Copyright (c) 2012-2014 Maciej Wasilak <http://sixpinetrees.blogspot.com/>,

2013-2014 Christian Amsüss <c.amsuess@energyharvesting.at>

Permission is hereby granted, free of charge, to any person obtaining a copy of this software and associated documentation files (the “Software”), to deal in the Software without restriction, including without limitation the rights to use, copy, modify, merge, publish, distribute, sublicense, and/or sell copies of the Software, and to permit persons to whom the Software is furnished to do so, subject to the following conditions:

The above copyright notice and this permission notice shall be included in all copies or substantial portions of the Software.

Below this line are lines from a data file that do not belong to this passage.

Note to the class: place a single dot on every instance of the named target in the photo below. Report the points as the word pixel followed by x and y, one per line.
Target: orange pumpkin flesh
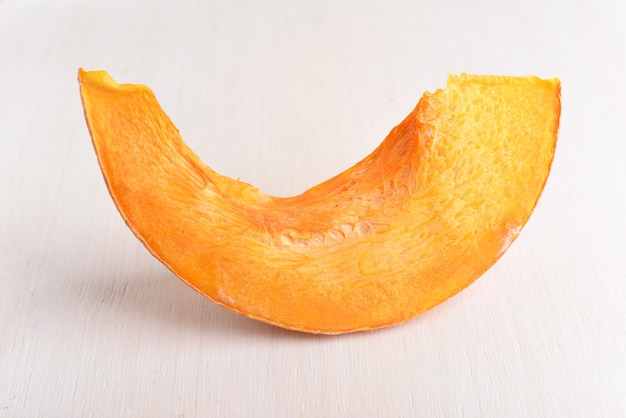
pixel 415 222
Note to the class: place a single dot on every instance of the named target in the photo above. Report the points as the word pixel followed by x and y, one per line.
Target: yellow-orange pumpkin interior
pixel 415 222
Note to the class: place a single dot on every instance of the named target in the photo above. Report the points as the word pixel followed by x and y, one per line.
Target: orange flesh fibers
pixel 415 222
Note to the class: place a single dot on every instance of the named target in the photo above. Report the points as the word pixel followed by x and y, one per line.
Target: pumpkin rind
pixel 412 224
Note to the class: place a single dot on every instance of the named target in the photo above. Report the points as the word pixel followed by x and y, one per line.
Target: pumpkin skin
pixel 409 226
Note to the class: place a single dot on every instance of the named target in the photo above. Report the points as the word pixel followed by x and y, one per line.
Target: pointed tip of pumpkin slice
pixel 414 223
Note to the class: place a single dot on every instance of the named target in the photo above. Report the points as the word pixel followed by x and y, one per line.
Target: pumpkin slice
pixel 412 224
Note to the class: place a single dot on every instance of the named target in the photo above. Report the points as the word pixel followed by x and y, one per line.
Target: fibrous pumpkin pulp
pixel 415 222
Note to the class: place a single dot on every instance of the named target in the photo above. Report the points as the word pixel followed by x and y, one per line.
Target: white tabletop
pixel 284 94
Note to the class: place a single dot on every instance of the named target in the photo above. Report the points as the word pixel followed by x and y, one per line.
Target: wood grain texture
pixel 284 94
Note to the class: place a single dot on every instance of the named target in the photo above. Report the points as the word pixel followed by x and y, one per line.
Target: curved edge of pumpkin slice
pixel 415 222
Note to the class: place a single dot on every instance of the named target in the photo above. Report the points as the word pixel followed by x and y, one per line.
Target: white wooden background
pixel 285 94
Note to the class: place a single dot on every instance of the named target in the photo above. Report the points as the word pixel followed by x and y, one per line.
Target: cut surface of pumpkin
pixel 412 224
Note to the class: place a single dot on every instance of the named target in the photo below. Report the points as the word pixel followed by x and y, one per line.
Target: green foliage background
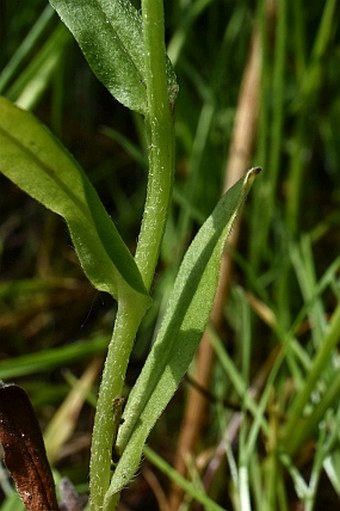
pixel 288 255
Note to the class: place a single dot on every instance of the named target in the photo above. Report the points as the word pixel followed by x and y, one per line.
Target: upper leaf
pixel 35 161
pixel 109 33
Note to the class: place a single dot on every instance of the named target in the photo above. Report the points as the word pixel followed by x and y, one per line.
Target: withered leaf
pixel 24 451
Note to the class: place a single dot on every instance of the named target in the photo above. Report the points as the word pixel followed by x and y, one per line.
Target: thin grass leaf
pixel 39 165
pixel 182 328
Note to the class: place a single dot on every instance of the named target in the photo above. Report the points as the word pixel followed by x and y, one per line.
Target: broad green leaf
pixel 39 165
pixel 181 330
pixel 109 33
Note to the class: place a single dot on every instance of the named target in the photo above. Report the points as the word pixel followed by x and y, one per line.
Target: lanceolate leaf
pixel 181 330
pixel 109 33
pixel 39 165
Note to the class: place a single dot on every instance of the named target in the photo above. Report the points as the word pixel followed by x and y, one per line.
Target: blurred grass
pixel 287 266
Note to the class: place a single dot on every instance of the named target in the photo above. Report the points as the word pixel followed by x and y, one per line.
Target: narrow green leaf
pixel 39 165
pixel 181 330
pixel 109 33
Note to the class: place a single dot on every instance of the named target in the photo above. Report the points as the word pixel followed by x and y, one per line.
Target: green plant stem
pixel 159 129
pixel 292 441
pixel 128 319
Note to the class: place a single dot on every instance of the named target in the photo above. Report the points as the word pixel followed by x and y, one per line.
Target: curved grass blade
pixel 39 165
pixel 179 335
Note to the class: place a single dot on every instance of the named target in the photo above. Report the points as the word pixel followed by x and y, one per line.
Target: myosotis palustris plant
pixel 125 49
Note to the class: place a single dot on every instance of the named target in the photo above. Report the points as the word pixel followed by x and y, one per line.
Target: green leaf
pixel 39 165
pixel 179 335
pixel 109 33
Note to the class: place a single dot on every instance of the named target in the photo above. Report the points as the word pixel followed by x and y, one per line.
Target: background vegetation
pixel 284 286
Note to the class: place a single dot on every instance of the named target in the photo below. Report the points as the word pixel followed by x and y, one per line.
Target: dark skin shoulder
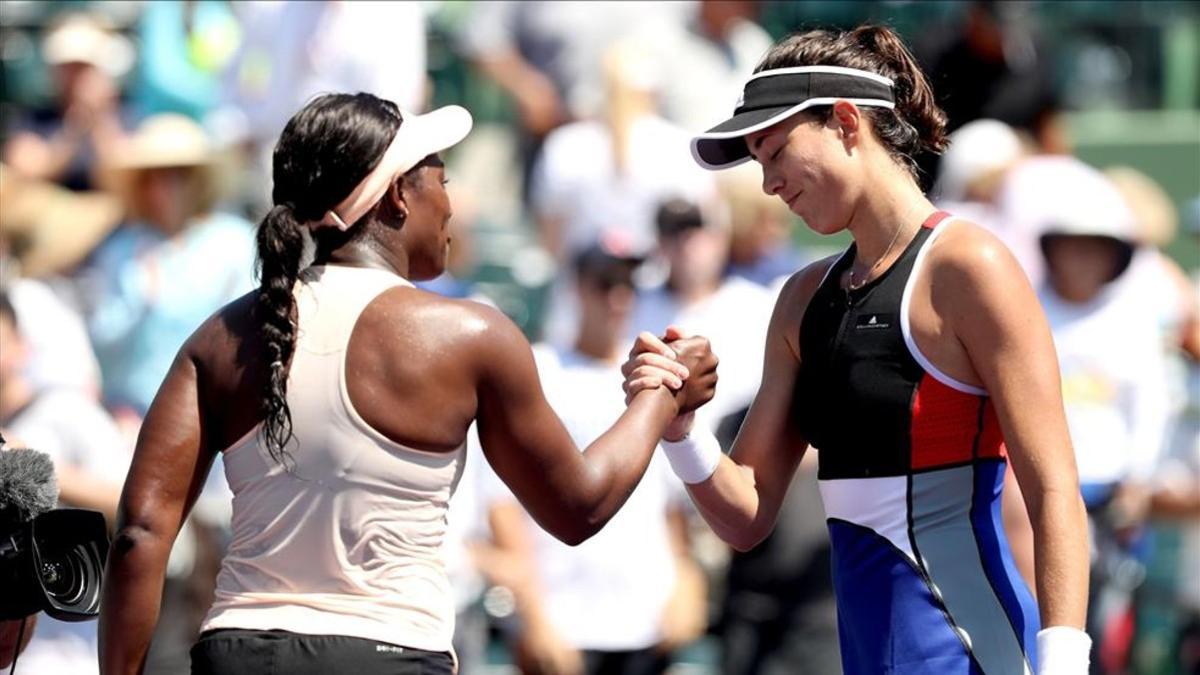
pixel 420 368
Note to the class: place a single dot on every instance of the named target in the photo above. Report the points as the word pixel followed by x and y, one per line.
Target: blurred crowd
pixel 130 190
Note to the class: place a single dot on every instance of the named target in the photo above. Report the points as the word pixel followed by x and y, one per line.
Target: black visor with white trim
pixel 772 96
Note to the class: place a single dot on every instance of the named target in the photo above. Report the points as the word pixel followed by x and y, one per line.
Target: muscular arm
pixel 985 300
pixel 169 466
pixel 571 495
pixel 741 501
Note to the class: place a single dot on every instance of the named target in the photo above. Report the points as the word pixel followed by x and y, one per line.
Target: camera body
pixel 53 563
pixel 51 559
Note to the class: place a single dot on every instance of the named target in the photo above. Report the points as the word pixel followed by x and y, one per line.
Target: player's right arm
pixel 571 495
pixel 742 499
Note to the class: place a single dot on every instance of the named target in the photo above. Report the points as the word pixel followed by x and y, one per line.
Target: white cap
pixel 82 39
pixel 976 150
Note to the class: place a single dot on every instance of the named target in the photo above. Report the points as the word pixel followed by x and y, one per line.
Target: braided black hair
pixel 324 151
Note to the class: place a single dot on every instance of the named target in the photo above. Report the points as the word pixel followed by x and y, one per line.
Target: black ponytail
pixel 324 151
pixel 916 125
pixel 280 248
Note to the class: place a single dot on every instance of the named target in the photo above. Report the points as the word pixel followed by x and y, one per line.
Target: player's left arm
pixel 987 302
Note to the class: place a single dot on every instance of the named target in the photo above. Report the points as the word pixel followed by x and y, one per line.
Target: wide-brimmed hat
pixel 83 39
pixel 163 141
pixel 51 230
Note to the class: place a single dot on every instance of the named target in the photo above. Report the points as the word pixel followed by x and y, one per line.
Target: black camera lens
pixel 63 577
pixel 70 547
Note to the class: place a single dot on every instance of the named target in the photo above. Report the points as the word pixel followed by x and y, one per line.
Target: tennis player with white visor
pixel 921 365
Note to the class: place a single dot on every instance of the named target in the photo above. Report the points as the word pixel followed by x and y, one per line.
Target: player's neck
pixel 894 203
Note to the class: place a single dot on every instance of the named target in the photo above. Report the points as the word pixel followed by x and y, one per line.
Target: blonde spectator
pixel 45 233
pixel 90 458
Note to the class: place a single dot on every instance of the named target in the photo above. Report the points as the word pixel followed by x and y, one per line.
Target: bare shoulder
pixel 226 335
pixel 969 257
pixel 799 288
pixel 459 323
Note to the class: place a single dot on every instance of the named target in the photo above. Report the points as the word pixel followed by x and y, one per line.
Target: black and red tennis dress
pixel 912 466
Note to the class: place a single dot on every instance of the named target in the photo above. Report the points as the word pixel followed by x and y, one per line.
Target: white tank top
pixel 349 541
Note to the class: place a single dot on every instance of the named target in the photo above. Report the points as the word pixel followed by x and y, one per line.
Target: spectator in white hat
pixel 1114 375
pixel 169 267
pixel 64 143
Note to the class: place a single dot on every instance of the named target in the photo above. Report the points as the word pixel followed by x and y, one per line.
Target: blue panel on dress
pixel 997 557
pixel 887 616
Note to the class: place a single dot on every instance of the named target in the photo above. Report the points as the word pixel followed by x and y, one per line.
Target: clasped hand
pixel 682 364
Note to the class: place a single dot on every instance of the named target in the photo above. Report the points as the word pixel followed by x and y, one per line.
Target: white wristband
pixel 1063 650
pixel 695 458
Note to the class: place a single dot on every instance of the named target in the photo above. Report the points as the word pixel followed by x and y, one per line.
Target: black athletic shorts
pixel 234 651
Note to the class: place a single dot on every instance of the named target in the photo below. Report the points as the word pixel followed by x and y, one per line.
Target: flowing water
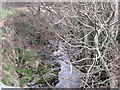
pixel 69 76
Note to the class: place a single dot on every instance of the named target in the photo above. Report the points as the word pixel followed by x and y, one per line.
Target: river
pixel 69 76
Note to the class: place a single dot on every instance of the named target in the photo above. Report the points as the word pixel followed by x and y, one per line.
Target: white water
pixel 69 76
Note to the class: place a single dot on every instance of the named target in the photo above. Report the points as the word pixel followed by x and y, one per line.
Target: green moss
pixel 27 56
pixel 4 13
pixel 27 72
pixel 17 47
pixel 7 80
pixel 8 67
pixel 42 81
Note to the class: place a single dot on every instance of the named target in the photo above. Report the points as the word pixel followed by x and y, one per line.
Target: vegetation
pixel 30 34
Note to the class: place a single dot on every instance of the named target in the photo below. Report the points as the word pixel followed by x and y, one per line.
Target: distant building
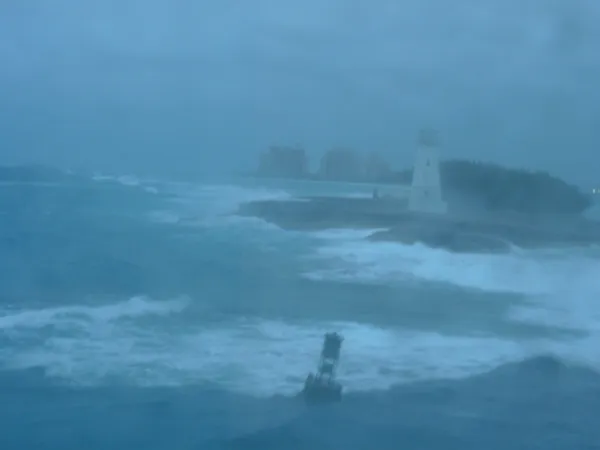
pixel 341 164
pixel 284 162
pixel 426 188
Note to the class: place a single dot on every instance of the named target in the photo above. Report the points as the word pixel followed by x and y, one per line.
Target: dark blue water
pixel 145 316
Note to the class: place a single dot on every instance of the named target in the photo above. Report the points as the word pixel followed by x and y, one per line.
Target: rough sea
pixel 144 315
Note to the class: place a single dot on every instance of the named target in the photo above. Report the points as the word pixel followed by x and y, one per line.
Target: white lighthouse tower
pixel 426 189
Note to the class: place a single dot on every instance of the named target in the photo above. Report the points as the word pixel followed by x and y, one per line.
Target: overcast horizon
pixel 185 88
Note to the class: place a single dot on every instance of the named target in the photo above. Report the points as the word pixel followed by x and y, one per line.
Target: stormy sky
pixel 190 86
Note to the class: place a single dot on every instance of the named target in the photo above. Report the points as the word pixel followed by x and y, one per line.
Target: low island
pixel 483 207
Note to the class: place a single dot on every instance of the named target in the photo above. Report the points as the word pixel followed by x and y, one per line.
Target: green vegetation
pixel 493 187
pixel 503 189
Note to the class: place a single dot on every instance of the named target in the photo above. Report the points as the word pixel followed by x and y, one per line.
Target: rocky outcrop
pixel 456 234
pixel 283 162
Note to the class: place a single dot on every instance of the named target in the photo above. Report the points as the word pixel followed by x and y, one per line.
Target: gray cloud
pixel 149 86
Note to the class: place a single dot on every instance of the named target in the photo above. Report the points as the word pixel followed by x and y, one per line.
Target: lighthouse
pixel 426 189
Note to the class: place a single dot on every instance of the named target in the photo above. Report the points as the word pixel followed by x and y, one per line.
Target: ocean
pixel 143 314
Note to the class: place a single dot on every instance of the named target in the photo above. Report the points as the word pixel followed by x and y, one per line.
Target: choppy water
pixel 144 315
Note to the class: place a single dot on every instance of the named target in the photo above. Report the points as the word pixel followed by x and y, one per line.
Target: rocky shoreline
pixel 459 234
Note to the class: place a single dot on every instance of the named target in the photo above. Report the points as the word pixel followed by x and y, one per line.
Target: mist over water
pixel 137 311
pixel 166 289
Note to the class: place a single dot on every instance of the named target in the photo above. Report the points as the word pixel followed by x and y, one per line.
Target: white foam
pixel 214 205
pixel 93 345
pixel 519 272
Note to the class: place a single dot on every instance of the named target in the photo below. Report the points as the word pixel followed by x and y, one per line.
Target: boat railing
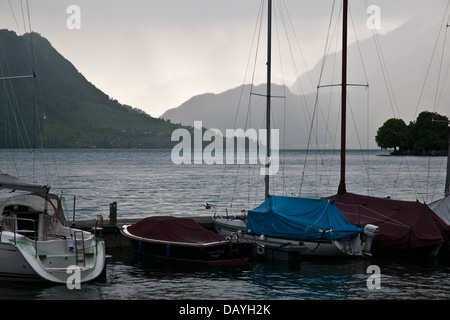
pixel 12 224
pixel 224 211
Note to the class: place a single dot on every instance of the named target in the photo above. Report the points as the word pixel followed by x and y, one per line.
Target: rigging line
pixel 260 15
pixel 384 72
pixel 431 59
pixel 14 17
pixel 311 129
pixel 440 69
pixel 446 73
pixel 283 183
pixel 366 164
pixel 243 85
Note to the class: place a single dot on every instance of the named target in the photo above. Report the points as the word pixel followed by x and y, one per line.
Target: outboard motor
pixel 370 232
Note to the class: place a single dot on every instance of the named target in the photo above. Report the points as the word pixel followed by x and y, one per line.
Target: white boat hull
pixel 54 261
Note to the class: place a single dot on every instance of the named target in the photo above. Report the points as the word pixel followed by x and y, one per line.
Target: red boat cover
pixel 403 224
pixel 173 229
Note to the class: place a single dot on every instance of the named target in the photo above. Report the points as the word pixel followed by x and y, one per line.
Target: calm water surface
pixel 146 182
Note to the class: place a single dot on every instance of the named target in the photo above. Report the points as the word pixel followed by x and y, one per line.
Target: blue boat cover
pixel 299 219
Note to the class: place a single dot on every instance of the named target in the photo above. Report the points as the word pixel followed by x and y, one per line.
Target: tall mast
pixel 447 180
pixel 269 57
pixel 342 188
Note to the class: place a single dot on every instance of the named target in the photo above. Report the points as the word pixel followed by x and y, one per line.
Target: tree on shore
pixel 428 133
pixel 392 134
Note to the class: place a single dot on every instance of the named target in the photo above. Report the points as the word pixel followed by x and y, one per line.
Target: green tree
pixel 429 131
pixel 392 134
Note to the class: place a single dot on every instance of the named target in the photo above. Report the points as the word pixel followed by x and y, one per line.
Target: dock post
pixel 113 213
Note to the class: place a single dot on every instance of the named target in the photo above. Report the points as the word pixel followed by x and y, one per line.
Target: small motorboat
pixel 184 240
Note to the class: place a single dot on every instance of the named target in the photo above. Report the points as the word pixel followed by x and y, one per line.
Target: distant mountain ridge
pixel 406 60
pixel 72 112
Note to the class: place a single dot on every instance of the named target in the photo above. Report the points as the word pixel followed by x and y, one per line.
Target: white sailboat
pixel 37 244
pixel 264 225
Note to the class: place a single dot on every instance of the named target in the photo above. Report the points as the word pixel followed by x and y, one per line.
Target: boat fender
pixel 370 232
pixel 260 250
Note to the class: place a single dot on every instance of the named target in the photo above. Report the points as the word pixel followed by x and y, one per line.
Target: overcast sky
pixel 156 54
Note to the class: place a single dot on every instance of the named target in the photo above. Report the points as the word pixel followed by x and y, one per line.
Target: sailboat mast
pixel 269 67
pixel 447 180
pixel 342 187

THE SOFTWARE IS PROVIDED “AS IS”, WITHOUT WARRANTY OF ANY KIND, EXPRESS OR IMPLIED, INCLUDING BUT NOT LIMITED TO THE WARRANTIES OF MERCHANTABILITY, FITNESS FOR A PARTICULAR PURPOSE AND NONINFRINGEMENT. IN NO EVENT SHALL THE AUTHORS OR COPYRIGHT HOLDERS BE LIABLE FOR ANY CLAIM, DAMAGES OR OTHER LIABILITY, WHETHER IN AN ACTION OF CONTRACT, TORT OR OTHERWISE, ARISING FROM, OUT OF OR IN CONNECTION WITH THE SOFTWARE OR THE USE OR OTHER DEALINGS IN THE SOFTWARE.